Human–robot work interaction analysis
Robot trustworthiness and humans’ willingness to trust robot behaviour are vital for this working relationship. However, capturing human trust levels can be difficult due to subjectivity, a challenge researchers in the Wm Michael Barnes ’64 Department of Industrial and Systems Engineering at Texas A&M University aim to solve.
Dr Ranjana Mehta, associate professor and director of the NeuroErgonomics Lab, said her lab’s human-autonomy trust research stemmed from a series of projects on human–robot interactions in safety-critical work domains funded by the National Science Foundation (NSF).
“While our focus so far was to understand how operator states of fatigue and stress impact how humans interact with robots, trust became an important construct to study,” Mehta said. “We found that as humans get tired, they let their guards down and become more trusting of automation than they should. However, why that is the case becomes an important question to address.”
Mehta’s latest NSF-funded work, recently published in Human Factors: The Journal of the Human Factors and Ergonomics Society, focuses on understanding the brain–behaviour relationships of why and how an operator’s trusting behaviours are influenced by both human and robot factors.
Mehta also has another publication in the journal Applied Ergonomics that investigates these human and robot factors.
Using functional near-infrared spectroscopy, Mehta’s lab captured functional brain activity as operators collaborated with robots on a manufacturing task.
They found faulty robot actions decreased the operator’s trust in the robots. That distrust was associated with increased activation of regions in the frontal, motor and visual cortices, indicating increasing workload and heightened situational awareness. Interestingly, the same distrusting behaviour was associated with the decoupling of these brain regions working together, which otherwise were well connected when the robot behaved reliably. Mehta said this decoupling was greater at higher robot autonomy levels, indicating that neural signatures of trust are influenced by the dynamics of human–autonomy teaming.
“What we found most interesting was that the neural signatures differed when we compared brain activation data across reliability conditions (manipulated using normal and faulty robot behaviour) versus operator’s trust levels (collected via surveys) in the robot,” Mehta said. “This emphasised the importance of understanding and measuring brain–behaviour relationships of trust in human–robot collaborations since perceptions of trust alone is not indicative of how operators’ trusting behaviours shape up.”
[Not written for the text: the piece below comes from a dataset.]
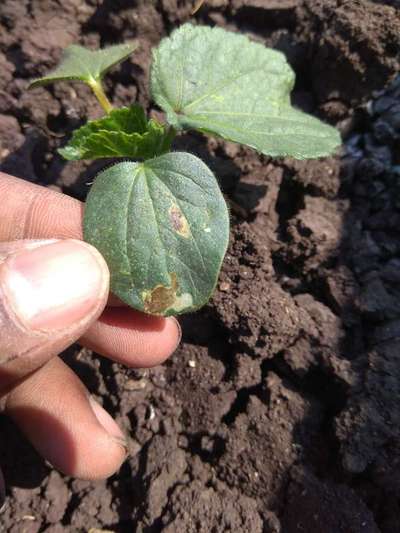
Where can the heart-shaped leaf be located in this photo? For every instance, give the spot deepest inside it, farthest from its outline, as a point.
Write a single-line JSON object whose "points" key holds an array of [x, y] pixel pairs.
{"points": [[163, 228], [124, 132], [223, 83], [89, 66]]}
Dr Sarah Hopko ’19, lead author on both papers and recent industrial engineering doctoral student, said neural responses and perceptions of trust are both symptoms of trusting and distrusting behaviours and relay distinct information on how trust builds, breaches and repairs with different robot behaviours. She emphasised the strengths of multimodal trust metrics — neural activity, eye tracking, behavioural analysis, etc. — can reveal new perspectives that subjective responses alone cannot offer.
Mehta said the long-term goal is not to replace humans with autonomous robots but to support them by developing trust-aware autonomy agents that are supportive and empower human capabilities.